Do you ever have a test where you need to do something with an element on a page, but that element changes slightly in different situations?
For example:
– the element has a different CSS selector in desktop, tablet, or mobile views?
– or the element has a different CSS locator on different locales (e.g. US vs CA versions)?
You would like to write a test using just one object and not have to deal with multiple object definitions and additional “if/then” conditional logic.
Here’s how you can define a single variable in TestCafe that works with multiple selector locators to find objects on different versions of the page.
Let’s say that you are using TestCafe to write an automated test for a webpage. You find the CSS for a search button and define a “searchButton” element:
const searchButton = Selector('div.header-desktop > button');
Later, when you resize the webpage to a mobile viewport size, you see that the visible search button changes to a different element:
const searchButton = Selector('div.header-mobile > button');
So, you could write code that has two different selectors – one for desktop and one for mobile:
const desktopSearchButton = Selector('div.header-desktop > button'); const mobileSearchButton = Selector('div.header-mobile > button');
But then in your test, you would need to write separate logic to handle the different viewports and use the appropriate element:
// pseudo-code if (desktop) { click(desktopSearchButton) } else { click(mobileSearchButton) }
For some situations, you might need to do that, but other times, wouldn’t it be nice if you could have a single variable that could specify multiple elements?
What’s the magic? A comma (for CSS). Yes, seriously.

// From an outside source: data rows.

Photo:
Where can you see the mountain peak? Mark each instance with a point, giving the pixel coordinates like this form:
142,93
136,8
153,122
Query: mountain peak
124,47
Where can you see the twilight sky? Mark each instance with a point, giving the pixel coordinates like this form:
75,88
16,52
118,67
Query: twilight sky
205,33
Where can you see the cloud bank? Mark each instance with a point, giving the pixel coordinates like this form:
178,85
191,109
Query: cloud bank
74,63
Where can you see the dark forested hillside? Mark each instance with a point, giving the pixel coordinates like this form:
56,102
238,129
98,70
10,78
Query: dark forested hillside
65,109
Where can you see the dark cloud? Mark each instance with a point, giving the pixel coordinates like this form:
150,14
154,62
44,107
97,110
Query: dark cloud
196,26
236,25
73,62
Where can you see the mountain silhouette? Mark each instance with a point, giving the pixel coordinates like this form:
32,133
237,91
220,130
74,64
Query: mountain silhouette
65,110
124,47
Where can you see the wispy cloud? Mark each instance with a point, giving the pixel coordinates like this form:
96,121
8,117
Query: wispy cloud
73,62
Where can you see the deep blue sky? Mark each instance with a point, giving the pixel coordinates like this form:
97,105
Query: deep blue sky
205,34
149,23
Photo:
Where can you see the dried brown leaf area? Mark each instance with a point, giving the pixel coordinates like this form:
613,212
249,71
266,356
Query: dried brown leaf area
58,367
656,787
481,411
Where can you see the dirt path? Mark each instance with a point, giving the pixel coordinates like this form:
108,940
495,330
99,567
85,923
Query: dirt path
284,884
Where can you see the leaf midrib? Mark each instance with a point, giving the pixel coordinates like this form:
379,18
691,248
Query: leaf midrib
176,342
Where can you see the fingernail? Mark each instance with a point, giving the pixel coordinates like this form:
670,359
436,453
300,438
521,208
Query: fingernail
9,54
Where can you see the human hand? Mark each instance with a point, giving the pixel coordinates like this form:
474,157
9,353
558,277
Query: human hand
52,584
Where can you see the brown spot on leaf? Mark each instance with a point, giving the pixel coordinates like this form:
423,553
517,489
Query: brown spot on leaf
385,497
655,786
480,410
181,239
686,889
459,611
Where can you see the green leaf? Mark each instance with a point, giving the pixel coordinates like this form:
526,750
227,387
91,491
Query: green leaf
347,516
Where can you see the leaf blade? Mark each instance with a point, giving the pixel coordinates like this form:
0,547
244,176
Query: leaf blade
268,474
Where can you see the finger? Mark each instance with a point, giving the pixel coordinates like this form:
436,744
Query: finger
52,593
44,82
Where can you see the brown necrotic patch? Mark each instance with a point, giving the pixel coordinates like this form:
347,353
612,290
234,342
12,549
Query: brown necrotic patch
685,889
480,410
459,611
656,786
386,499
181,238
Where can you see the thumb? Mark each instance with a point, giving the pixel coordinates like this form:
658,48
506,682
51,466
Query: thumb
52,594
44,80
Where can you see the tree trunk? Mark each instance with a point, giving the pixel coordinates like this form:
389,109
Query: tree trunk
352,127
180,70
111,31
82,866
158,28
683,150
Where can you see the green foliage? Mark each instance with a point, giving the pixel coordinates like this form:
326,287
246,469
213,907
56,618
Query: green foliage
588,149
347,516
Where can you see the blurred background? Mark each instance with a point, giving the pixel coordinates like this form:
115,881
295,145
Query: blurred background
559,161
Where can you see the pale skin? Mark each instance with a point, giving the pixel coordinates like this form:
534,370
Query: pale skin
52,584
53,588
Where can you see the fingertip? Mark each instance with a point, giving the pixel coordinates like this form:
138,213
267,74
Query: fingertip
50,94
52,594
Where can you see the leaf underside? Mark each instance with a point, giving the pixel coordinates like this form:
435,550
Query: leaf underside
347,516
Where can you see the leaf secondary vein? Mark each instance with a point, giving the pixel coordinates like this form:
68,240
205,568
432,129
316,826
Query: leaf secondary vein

If you open Chrome DevTools, element page and press Command+F or Control+F, you could search the page and find your desktop CSS selector:
div.header-desktop > button
or your mobile CSS selector
div.header-mobile > button
But with a comma, you can search for and find both elements:
div.header-desktop > button, div.header-mobile > button
Okay, so we could create an element like this:
const searchButton = Selector('div.header-desktop > button, div.header-mobile > button');
Great, that finds both elements, but if you are on a responsive website, your page will often contain both elements. We don’t want to find both elements; we only want to find the visible element. We can do that with TestCafe’s ‘filterVisible()’ function:
const searchButton = Selector('div.header-desktop > button, div.header-mobile > button').filterVisible();
Okay – that works great! But that statement can get a bit unwieldy, especially if your CSS selectors are long:
const removeProductLink = Selector('div.product-info > div.row div.line-item-pickup div.product-actions a.remove-product, div.d-md-none div.product-actions a.remove-product').filterVisible();
Yikes, that’s a monster line of code! With long selectors like that:
– it’s hard to find the comma and see where one selector stops and the next selector starts
– we end up with code that line wraps and is generally hard to read.
To avoid that, I like to separate the selector strings from the element object definition. I also like to define each selector as a separate string in an array object:
const searchCSS = [ 'div.header-desktop > button', 'div.header-mobile > button' ];
That makes each selector easy to find and read (which greatly helps when you need to add other selectors or make changes). Then, for the element object definition:
const searchButton = Selector(searchCSS.join(',')).filterVisible();
With TestCafe’s ‘Selector()’ object, we need one long string separated by commas, right? Well the ‘Array.prototype.join()’ function concatenates all of the array strings and separates them with a comma – which is just what we want! The end result?
// define CSS strings const searchCSS = [ 'div.header-desktop > button', 'div.header-mobile > button' ]; // define page elements const searchButton = Selector(searchCSS.join(',')).filterVisible(); // make calls using 'searchButton' element
We now have a single Selector object that supports multiple CSS selectors in a readable & maintainable format. 🎉
Will this work for every situation? No, definitely not. It’s only useful when you need to find the visible elements that match one (or more) of your defined CSS selector strings on the pages that you are testing. And that depends upon:
– the pages you are running tests against
– the CSS selectors that you define
– and your use-cases
Hopefully, this gives you another tool in your TestCafe bag-of-tricks. Good luck!